Friday, September 07, 2007

Being Water Wise

In the last few days there has been a lot of discussion in the media about the state of affairs concerning our ongoing water situation. The fact that water restrictions are likely to continue for at least another 10 years. The fact that the Murray will likely be dry within 12 months. The fact that there is no real rain in sight for the next 3 months or more...

I was just saying this morning that the water situation was being discussed at a Federal Parliamentary level back in the 1970's as a major issue for concern requiring some measures to be taken. Unfortunately, this warning was ignored and now look at the mess we're in.

Having said this, when I arrived at DHQ this morning and performed my usual routine (ie turn on the computer, get myself a cup of tea, read the Bible verse for the day and then my unread emails... one of which is almost always the Divisional Newsletter) I happened to notice something that I had been reading just yesterday when I was on my bus trip home from Uni.

Major Dennis Rowe had made comment about the very same issue. He first discusses our plight, which I have already mentioned above, and then goes on to say that David knew all too well the experience of drought. Psalm 63:1 clearly tells us of David's sorrow in the desert and his waiting on the Lord to renew his strength. "O God, you are my God, earnestly I seek you; my soul thirsts for you, my body longs for you, in a dry and weary land where there is no water".

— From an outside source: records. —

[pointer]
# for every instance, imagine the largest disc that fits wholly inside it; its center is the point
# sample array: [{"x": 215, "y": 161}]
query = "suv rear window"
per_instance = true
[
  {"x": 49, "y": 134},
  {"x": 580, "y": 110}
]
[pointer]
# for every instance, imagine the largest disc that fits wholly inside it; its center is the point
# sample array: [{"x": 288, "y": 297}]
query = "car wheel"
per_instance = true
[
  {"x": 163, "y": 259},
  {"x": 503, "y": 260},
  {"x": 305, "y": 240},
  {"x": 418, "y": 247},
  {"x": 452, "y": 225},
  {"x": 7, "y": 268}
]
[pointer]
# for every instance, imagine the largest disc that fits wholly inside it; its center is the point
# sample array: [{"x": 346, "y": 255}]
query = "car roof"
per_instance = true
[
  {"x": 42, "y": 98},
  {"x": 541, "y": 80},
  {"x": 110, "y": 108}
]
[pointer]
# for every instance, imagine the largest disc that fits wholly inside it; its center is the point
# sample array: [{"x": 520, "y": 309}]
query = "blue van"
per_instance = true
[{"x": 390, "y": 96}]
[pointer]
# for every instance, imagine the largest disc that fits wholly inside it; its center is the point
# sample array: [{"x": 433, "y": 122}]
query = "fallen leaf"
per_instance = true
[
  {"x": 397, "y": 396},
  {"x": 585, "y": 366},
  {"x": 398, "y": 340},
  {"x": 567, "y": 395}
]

Major Rowe then continues with the very same passage I was reading about in detail just yesterday. He makes much the same point as the commentator I had been reading made but from a different perspective. The Scripture passage I'm referring to is John 4, where Jesus has an encounter with the Samaritan woman at the well. From one perspective, it is used as a guide to develop a relationship with others and how to introduce them to the inner well-spring that is Jesus Christ. The other was simply a reminder to those of us already familiar with Christ that Jesus Christ is the "living water" that will quench all thirsts and that we need not look elsewhere to satisfy our hunger or thirst for something more, but that we simply need to look to Jesus and he will satisfy our souls, as David reminds us in the Psalm.

The concept of "living water" was so far beyond the Samaritan woman's understanding that she asked how Jesus intended to draw water from Jacob's Well, the deepest in the region at the time, without so much as a bucket. Jesus explained to her that drinking from that well would quench her thirst for a short time, but soon she would be thirsty again and again, but those who drink of the water that He provides will never thirst again. Ever.

Naturally this got the Samaritan woman's attention since it was a blazing hot afternoon, and she wanted to know more. She accepted Christ as her saviour and went on to share his message and the "living water" with her village, of which she was considered something of an outcast. She was a life-changing influence on that village because of her encounter with Christ and her passion to share the message with others. Those she did share the message with saw that she was changed and made new by the power and grace of God and they too wanted to experience that.

At the same time, it serves as a reminder that Jesus provides us with all that we need. We will n ever thirst or hunger so long as we wait upon the Lord. Isaiah tells us that those who wait upon the Lord, He will renew their strength. They will mount up on wings like Eagles.
We need to get passionate about helping others find the "living water" that is Jesus Christ, and use His example as a way to do just that. He wrote the book on delivering His message to others. It's time we took a leaf out of it.